1498 - On his third voyage to the New World, Christopher Columbus "discovered" the island of Trinidad.

1703 - Daniel Defoe was placed in a pillory for the crime of seditious libel. He had ruthlessly satirised the High Church Tories in a pamphlet, but allegedly, instead of throwing rotten veg and fruit at him, the crowd threw flowers.

1741 – Charles Albert of Bavaria invaded Upper Austria and Bohemia.

1790 – The first U.S. patent was issued to inventor Samuel Hopkins for a potash process.

1792 - Director David Rittenhouse laid the cornerstone in Philadelphia for the U.S. Mint, the first building of the federal government.

1895 – The Basque Nationalist Party (Euzko Alderdi Jeltzalea-Partido Nacionalista Vasco) was founded by Basque nationalist leader Sabino Arana.

1913 – The Balkan States signed an armistice at Bucharest.

1919 – The German national assembly adopted the Weimar constitution.

1938 – Bulgaria signed a non-aggression pact with Greece and other states of Balkan Antanti (Turkey, Romania, Yugoslavia).

1941 – Under instructions from Adolf Hitler, Nazi official Hermann Göring, ordered SS General Reinhard Heydrich to "submit to me as soon as possible a general plan of the administrative material and financial measures necessary for carrying out the desired final solution of the Jewish question."

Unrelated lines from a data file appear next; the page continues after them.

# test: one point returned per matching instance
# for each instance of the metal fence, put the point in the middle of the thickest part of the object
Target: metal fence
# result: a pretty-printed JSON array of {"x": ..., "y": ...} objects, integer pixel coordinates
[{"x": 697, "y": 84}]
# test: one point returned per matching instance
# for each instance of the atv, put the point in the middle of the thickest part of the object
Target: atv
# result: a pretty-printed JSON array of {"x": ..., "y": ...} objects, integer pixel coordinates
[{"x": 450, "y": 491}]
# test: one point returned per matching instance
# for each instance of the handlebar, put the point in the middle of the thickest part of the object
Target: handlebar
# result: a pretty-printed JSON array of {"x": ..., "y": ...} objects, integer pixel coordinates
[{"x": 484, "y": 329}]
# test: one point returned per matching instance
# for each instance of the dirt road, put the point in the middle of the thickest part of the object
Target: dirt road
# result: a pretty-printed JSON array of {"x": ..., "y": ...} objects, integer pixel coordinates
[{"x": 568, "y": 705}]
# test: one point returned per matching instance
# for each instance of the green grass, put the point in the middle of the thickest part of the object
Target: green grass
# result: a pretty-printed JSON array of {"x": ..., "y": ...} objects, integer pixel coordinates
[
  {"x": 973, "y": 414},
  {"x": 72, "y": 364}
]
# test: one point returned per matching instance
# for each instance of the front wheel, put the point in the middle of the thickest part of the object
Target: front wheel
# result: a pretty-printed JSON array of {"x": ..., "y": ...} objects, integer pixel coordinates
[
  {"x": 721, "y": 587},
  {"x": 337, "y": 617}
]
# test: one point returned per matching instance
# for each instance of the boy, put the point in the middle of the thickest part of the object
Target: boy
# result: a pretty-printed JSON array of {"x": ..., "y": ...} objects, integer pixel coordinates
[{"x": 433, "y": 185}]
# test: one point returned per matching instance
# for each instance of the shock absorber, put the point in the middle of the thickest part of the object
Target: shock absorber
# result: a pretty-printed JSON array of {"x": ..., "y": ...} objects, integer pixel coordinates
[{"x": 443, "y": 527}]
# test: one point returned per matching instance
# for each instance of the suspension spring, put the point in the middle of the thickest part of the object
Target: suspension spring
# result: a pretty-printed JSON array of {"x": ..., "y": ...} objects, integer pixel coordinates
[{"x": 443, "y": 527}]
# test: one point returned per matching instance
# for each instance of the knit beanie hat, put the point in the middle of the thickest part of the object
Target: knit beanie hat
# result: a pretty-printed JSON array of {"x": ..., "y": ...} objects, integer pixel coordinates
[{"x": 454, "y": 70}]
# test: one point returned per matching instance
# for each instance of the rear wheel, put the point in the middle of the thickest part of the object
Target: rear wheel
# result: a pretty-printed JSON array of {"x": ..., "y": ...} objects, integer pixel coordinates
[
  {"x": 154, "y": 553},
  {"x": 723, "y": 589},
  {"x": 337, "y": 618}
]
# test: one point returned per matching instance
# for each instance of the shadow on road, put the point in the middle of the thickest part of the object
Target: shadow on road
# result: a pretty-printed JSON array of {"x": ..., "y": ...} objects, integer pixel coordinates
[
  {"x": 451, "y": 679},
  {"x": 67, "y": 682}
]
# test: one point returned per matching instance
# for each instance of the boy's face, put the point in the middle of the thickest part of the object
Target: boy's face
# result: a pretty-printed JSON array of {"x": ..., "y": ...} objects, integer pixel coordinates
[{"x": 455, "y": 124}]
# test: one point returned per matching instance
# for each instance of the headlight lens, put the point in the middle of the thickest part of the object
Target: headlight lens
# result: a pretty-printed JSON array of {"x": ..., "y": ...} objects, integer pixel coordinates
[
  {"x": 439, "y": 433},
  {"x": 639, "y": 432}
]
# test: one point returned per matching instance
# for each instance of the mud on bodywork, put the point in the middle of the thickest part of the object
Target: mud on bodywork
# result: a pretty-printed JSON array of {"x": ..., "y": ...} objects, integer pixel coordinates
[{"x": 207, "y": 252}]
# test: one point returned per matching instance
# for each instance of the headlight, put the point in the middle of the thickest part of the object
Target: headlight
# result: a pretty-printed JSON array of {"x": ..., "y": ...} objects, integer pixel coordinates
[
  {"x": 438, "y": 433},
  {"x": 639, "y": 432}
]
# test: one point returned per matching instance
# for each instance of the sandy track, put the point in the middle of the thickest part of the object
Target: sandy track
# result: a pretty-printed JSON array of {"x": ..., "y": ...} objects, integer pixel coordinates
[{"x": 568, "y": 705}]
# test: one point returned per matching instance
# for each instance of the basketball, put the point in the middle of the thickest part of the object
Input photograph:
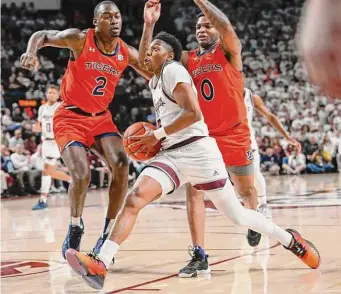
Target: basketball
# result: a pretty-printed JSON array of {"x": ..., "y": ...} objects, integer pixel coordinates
[{"x": 139, "y": 152}]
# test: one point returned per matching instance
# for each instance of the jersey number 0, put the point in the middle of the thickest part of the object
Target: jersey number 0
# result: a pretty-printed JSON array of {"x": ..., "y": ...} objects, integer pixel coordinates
[{"x": 207, "y": 90}]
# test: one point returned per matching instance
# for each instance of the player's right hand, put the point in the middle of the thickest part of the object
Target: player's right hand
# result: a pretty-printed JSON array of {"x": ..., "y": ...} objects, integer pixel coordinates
[
  {"x": 152, "y": 11},
  {"x": 29, "y": 61}
]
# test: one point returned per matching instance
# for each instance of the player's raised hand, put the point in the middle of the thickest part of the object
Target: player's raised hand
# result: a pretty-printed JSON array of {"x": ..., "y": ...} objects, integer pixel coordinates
[
  {"x": 29, "y": 61},
  {"x": 295, "y": 143},
  {"x": 152, "y": 11},
  {"x": 319, "y": 43}
]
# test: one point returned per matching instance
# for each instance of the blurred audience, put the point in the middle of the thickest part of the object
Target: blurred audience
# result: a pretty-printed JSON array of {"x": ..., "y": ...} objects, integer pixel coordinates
[{"x": 271, "y": 68}]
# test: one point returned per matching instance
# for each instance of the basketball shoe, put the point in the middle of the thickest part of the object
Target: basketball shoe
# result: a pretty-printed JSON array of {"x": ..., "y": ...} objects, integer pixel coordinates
[
  {"x": 99, "y": 244},
  {"x": 40, "y": 205},
  {"x": 73, "y": 238},
  {"x": 197, "y": 266},
  {"x": 304, "y": 250},
  {"x": 253, "y": 238},
  {"x": 88, "y": 266}
]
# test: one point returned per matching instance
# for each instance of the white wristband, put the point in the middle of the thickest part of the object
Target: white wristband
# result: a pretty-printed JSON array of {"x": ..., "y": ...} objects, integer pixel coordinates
[{"x": 160, "y": 133}]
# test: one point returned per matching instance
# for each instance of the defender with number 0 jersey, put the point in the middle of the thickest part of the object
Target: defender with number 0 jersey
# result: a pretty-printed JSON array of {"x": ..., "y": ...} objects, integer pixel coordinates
[
  {"x": 220, "y": 92},
  {"x": 89, "y": 85}
]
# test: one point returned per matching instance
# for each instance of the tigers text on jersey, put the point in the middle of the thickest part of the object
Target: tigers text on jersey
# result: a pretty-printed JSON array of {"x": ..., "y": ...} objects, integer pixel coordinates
[
  {"x": 166, "y": 108},
  {"x": 90, "y": 81},
  {"x": 248, "y": 99},
  {"x": 45, "y": 117},
  {"x": 220, "y": 88}
]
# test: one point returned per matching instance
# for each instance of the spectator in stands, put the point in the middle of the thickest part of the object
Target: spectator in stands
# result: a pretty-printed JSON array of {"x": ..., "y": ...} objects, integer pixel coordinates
[
  {"x": 270, "y": 162},
  {"x": 22, "y": 167},
  {"x": 338, "y": 158},
  {"x": 329, "y": 148},
  {"x": 30, "y": 144},
  {"x": 15, "y": 140}
]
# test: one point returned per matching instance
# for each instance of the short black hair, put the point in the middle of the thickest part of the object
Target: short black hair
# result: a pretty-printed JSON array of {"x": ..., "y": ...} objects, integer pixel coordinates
[
  {"x": 201, "y": 14},
  {"x": 171, "y": 41},
  {"x": 100, "y": 4},
  {"x": 51, "y": 86}
]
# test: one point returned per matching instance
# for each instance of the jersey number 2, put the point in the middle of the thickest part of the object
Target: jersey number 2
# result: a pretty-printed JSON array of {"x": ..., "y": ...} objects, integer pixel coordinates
[
  {"x": 101, "y": 83},
  {"x": 207, "y": 90}
]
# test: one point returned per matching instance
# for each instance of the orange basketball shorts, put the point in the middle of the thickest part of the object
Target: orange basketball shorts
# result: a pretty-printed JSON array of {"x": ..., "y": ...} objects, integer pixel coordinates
[
  {"x": 72, "y": 127},
  {"x": 235, "y": 145}
]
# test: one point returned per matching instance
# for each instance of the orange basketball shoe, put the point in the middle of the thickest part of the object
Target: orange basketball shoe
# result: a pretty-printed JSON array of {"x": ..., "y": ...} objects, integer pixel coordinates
[
  {"x": 304, "y": 250},
  {"x": 88, "y": 266}
]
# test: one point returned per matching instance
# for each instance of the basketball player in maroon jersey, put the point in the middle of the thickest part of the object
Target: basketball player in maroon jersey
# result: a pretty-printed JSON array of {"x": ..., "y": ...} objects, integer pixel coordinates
[
  {"x": 216, "y": 69},
  {"x": 319, "y": 41},
  {"x": 98, "y": 58}
]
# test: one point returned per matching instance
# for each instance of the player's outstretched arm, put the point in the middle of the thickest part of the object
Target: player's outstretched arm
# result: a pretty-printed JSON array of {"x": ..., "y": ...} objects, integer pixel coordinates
[
  {"x": 71, "y": 38},
  {"x": 229, "y": 39},
  {"x": 151, "y": 14},
  {"x": 273, "y": 120},
  {"x": 134, "y": 62}
]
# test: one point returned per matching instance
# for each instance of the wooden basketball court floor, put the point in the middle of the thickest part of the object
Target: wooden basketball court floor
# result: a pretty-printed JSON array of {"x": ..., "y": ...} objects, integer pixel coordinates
[{"x": 31, "y": 260}]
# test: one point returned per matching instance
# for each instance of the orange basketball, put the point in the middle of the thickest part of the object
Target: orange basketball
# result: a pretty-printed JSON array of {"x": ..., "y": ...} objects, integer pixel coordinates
[{"x": 139, "y": 152}]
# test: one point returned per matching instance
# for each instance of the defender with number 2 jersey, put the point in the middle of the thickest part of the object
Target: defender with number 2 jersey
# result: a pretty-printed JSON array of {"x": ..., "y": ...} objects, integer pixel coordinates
[
  {"x": 220, "y": 91},
  {"x": 90, "y": 81},
  {"x": 89, "y": 86}
]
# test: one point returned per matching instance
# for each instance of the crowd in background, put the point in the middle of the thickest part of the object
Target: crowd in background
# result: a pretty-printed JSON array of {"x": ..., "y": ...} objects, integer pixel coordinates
[{"x": 272, "y": 70}]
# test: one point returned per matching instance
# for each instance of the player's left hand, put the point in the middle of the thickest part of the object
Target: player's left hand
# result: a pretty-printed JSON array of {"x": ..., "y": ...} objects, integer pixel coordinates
[
  {"x": 152, "y": 11},
  {"x": 147, "y": 139},
  {"x": 295, "y": 143}
]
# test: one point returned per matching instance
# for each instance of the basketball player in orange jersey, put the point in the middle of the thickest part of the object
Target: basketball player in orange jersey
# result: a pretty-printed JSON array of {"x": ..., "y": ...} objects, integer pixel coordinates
[
  {"x": 216, "y": 69},
  {"x": 188, "y": 155},
  {"x": 98, "y": 58},
  {"x": 319, "y": 43}
]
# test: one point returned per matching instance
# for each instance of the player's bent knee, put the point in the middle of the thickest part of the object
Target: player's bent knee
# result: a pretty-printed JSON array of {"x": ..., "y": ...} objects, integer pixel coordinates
[
  {"x": 80, "y": 176},
  {"x": 134, "y": 201},
  {"x": 246, "y": 191}
]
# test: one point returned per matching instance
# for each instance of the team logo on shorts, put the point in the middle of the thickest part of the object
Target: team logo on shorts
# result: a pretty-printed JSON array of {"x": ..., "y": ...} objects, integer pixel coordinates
[{"x": 249, "y": 155}]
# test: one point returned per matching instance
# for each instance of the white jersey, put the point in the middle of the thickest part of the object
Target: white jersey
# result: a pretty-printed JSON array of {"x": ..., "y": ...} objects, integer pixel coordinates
[
  {"x": 248, "y": 100},
  {"x": 45, "y": 117},
  {"x": 166, "y": 108}
]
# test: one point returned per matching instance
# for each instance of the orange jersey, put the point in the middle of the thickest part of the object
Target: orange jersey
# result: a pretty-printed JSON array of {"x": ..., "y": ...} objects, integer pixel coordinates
[
  {"x": 90, "y": 81},
  {"x": 220, "y": 89}
]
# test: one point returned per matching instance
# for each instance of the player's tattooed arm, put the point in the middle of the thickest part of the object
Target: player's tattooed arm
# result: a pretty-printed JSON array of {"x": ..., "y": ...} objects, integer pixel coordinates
[
  {"x": 71, "y": 38},
  {"x": 135, "y": 63},
  {"x": 229, "y": 39},
  {"x": 151, "y": 14},
  {"x": 184, "y": 58}
]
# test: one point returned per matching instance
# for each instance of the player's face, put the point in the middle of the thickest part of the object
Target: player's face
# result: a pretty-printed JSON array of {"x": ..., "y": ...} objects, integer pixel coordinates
[
  {"x": 206, "y": 34},
  {"x": 109, "y": 20},
  {"x": 52, "y": 95},
  {"x": 157, "y": 54}
]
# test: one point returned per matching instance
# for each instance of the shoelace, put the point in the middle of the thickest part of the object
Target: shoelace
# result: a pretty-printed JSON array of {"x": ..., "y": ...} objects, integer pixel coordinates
[
  {"x": 74, "y": 233},
  {"x": 299, "y": 249},
  {"x": 195, "y": 256},
  {"x": 95, "y": 257}
]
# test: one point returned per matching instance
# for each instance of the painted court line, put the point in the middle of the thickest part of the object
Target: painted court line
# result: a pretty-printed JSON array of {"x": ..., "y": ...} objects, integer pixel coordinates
[{"x": 133, "y": 287}]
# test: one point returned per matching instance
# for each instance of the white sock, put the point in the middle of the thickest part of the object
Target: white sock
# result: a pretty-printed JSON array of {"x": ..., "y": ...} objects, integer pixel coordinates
[
  {"x": 226, "y": 202},
  {"x": 76, "y": 221},
  {"x": 109, "y": 227},
  {"x": 45, "y": 184},
  {"x": 108, "y": 251},
  {"x": 260, "y": 186},
  {"x": 43, "y": 198}
]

1948 – At Idlewild Field in New York, New York International Airport (later renamed John F. Kennedy International Airport) was dedicated.

1962 - Former British fascist leader Sir Oswald Mosley was assaulted at a rally in London's east end

1970 – The last officially sanctioned rum ration was handed out in the Royal Navy.

1972 – Three car bombs were detonated in Claudy, Northern Ireland, killing nine people in what was believed to be an IRA attack.

1998 - The British Government announced a total ban on landmines, a month before the first anniversary of the death of Princess Diana.

2007 – The British Army in Northern Ireland withdrew, and the longest-running British Army operation ever, came to an end.